Chemically Modified Tetracyclines

2.1. Matrix metalloproteinases (MMPs)

These are a family of enzymes capable of degrading connective tissue matrix. These enzymes are secreted in latent form by fibroblasts, keratinocytes, macrophages and polymorphoneutrophils.

There are about 28 MMPs. There are about 28 MMPs. All MMPs have similar multi-domain structure (Figure 3) Ryan et al. [2]:

1. “Pre” region to target for secretion

2. “Pro” region to maintain latency

3. Catalytic region that contains the active zinc-binding site

4. Proline-rich hinge region, which acts as a zinc-binding site

The majority of MMPs have additional domains, such as hemopexin region or fibronectin-like region, which play a role in recognition and in inhibitor binding.

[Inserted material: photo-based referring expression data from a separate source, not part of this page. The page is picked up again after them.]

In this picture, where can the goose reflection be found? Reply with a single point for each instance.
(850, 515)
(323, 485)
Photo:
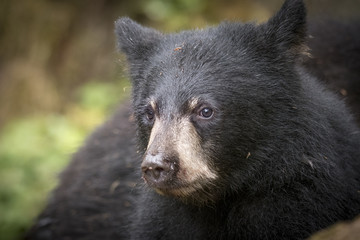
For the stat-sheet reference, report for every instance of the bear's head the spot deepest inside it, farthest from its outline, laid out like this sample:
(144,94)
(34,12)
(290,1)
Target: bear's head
(207,101)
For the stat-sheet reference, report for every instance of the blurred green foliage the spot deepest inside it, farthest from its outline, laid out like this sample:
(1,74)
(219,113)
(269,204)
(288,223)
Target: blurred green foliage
(34,149)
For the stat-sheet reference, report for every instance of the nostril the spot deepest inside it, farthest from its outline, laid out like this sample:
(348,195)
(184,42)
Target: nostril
(158,169)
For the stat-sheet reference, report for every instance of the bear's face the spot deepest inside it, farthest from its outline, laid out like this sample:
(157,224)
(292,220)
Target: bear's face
(194,98)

MMPs can be grouped into six:

1. Collagenase

2. Gelatinase

3. Stromelysins

4. Membrane-type MMPs

5. Matrilysins

6. Other MMPs

Activation and regulation of MMPs (Figure 4)

1. Metal ions

2. Thiol reagents

3. Detergents

4. Organomercurials

5. Oxidants

Inhibitors of MMPs can be broadly classified as being

1. Nonsynthetic, e.g., endogenous TIMPs

2. Synthetic, e.g., collagen peptidomimetics, non-peptidomimetics, bisphosphonates, tetracycline derivatives like chemically modified tetracyclines (CMTs), and subantimicrobial dose doxycycline (SDD)

2.2. Chemically modified tetracyclines (CMTs)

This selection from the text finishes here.